The poem should be compared with the late double work “The Question”, which pivots on the figure of the Sphinx.
Textual History: Composition
DGR worked up the sonnet from his notebooks, which contain drafts of various lines—often in duplicate. Note Book I (British Library) has a scrap of line 1 (page 15r) and Note Book II has drafts of lines 1-3, 8, and 10 (pages 6r, 10v, 27r). Note Book 3 (Duke Library) has drafts of lines 1-2, 1-3, 4, and 8 (page 2, 4, and 8) and a loose notebook page at Duke has drafts of lines 1-2, 1-3, 8, and 10-11 (page 33).
Four integral manuscripts of the sonnet are extant: a corrected copy in the Fitzwilliam composite “House of Life” sequence; a lightly corrected copy in the Library of Congress; a fair copy in the Rosenbach Library; and a fair copy in the British Library.
Printing History
First published in the 1881 Ballads and Sonnets, collected thereafter.
Literary
The title alludes to Genesis 3: 8 where the Lord God comes “amongst the trees of the garden” when Adam and Eve are hiding after eating the forbidden fruit.
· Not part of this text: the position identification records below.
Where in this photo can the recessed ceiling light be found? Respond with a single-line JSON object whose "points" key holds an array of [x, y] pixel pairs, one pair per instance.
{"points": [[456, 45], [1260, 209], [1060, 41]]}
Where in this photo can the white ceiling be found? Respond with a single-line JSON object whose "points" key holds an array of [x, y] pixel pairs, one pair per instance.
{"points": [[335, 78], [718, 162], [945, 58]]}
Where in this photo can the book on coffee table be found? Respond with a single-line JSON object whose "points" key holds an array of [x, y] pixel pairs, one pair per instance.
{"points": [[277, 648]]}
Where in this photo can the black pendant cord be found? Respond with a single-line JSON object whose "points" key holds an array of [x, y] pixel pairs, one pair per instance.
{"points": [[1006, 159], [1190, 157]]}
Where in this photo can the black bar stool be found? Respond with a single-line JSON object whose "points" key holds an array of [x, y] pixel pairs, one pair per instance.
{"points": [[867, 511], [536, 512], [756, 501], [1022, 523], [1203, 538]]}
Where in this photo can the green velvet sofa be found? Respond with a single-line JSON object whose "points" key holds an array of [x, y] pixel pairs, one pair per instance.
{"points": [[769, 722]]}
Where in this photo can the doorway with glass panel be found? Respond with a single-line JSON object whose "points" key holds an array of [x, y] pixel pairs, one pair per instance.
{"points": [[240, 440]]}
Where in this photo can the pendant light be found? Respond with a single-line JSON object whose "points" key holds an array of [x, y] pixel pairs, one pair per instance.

DGR's governing image creates a powerful sense of the uncanny—as if the trees stood as great, silent witnesses to this primal disastrous event, with their silence emblemizing the absolute severance of human beings from the world we would read and understand. It goes without saying that the disaster involves a quest and desire for ultimate knowledge. DGR interprets the fall as something worse than a failure, for Adam and Eve are cast by God from their state of innocence (beyond either loss or gain) into a condition of pure loss. In this respect the sonnet casts itself forward to the last sonnet of the sequence, “The One Hope”—a “blind surmise” indeed since, in that poem, the one hope has no ontological or even linguistic identity. It is simply an existential condition of pure need.